The House of Lords yesterday reinstated three of its amendments to the Legal Aid, Sentencing and Punishment of Offenders (LASPO) Bill to intensify the battle of wills with the Commons.
Peers voted again to exempt mesothelioma sufferers from the impact of the Jackson reforms, to require the Lord Chancellor to ensure that people have access to legal services “that effectively meet their needs”, and to widen the categories of evidence that can be used in legal aid applications for domestic violence and lengthen the time for which the evidence is admissible from two years to six.
They were brought respectively by crossbenchers Lord Alton and Lord Pannick, and former Labour Attorney General Baroness Scotland.
However, LASPO opponents lost five further votes on other amendments, including making the legal aid telephone gateway non-mandatory, restoring legal aid for claims by children and exempting all disease claims from the end of recoverability.
The amendments will continue to go between the Lords and the Commons during this ‘ping pong’ stage until agreement can be reached.

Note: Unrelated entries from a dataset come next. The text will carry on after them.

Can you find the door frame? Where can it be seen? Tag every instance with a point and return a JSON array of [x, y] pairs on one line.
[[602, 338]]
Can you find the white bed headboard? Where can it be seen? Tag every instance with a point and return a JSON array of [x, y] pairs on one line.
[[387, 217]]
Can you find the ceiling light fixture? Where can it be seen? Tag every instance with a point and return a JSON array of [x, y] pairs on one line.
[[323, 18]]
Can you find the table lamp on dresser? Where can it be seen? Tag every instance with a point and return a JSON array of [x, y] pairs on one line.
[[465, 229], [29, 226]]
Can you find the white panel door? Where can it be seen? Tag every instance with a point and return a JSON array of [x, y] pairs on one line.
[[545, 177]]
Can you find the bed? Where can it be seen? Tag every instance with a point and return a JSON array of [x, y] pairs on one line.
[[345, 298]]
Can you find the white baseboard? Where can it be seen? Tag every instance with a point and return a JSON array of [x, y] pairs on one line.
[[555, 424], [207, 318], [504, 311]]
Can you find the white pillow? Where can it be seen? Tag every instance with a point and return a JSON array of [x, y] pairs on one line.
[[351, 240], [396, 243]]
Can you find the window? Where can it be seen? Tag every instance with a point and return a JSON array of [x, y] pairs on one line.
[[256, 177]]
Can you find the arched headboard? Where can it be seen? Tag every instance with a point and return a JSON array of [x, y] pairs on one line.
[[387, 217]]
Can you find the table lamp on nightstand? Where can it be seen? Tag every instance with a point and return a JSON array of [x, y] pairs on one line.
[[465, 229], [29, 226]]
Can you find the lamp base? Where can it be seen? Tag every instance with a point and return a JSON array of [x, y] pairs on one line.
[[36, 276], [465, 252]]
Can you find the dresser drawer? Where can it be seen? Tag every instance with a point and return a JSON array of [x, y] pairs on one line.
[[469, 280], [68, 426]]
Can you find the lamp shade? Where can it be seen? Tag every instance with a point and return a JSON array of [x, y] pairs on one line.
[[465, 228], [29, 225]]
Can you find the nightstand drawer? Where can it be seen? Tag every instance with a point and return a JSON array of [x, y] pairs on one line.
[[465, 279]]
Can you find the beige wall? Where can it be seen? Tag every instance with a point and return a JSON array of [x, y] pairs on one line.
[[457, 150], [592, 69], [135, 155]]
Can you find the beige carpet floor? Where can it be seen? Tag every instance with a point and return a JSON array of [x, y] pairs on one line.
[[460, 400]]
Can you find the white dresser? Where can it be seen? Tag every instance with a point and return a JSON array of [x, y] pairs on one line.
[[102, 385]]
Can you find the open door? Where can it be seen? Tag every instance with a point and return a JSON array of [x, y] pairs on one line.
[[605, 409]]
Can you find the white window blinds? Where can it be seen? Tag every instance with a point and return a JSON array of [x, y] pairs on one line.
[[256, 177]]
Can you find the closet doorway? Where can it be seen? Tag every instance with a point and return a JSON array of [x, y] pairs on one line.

A conclusion is needed by next Monday, when the Houses will have to sit all night if necessary.
Lord Alton countered the government’s argument that the Jackson reforms rightly give clients an interest in their lawyers’ fees. He said: “It is not the job of someone dying of mesothelioma to become the government’s regulator or watchdog, watching the clock or challenging exorbitant legal fees. That is the job of regulators, not victims of a lethal industrial injury.”
He continued: “The minister argued that it would be unjust to single out one class of claimants for exemption. Of course it is never possible to do what we would like for everyone – I fully accept that – but does that mean that we can never see the difference between one category of victims and another?
“Is there not a difference between someone lodging a claim for whiplash and someone who has contracted a terminal illness? Are we really incapable of prioritising or seeing grounds for exceptions, as we have now, for instance, in medical negligence cases – and rightly so?” The amendment was passed by 214 votes to 205.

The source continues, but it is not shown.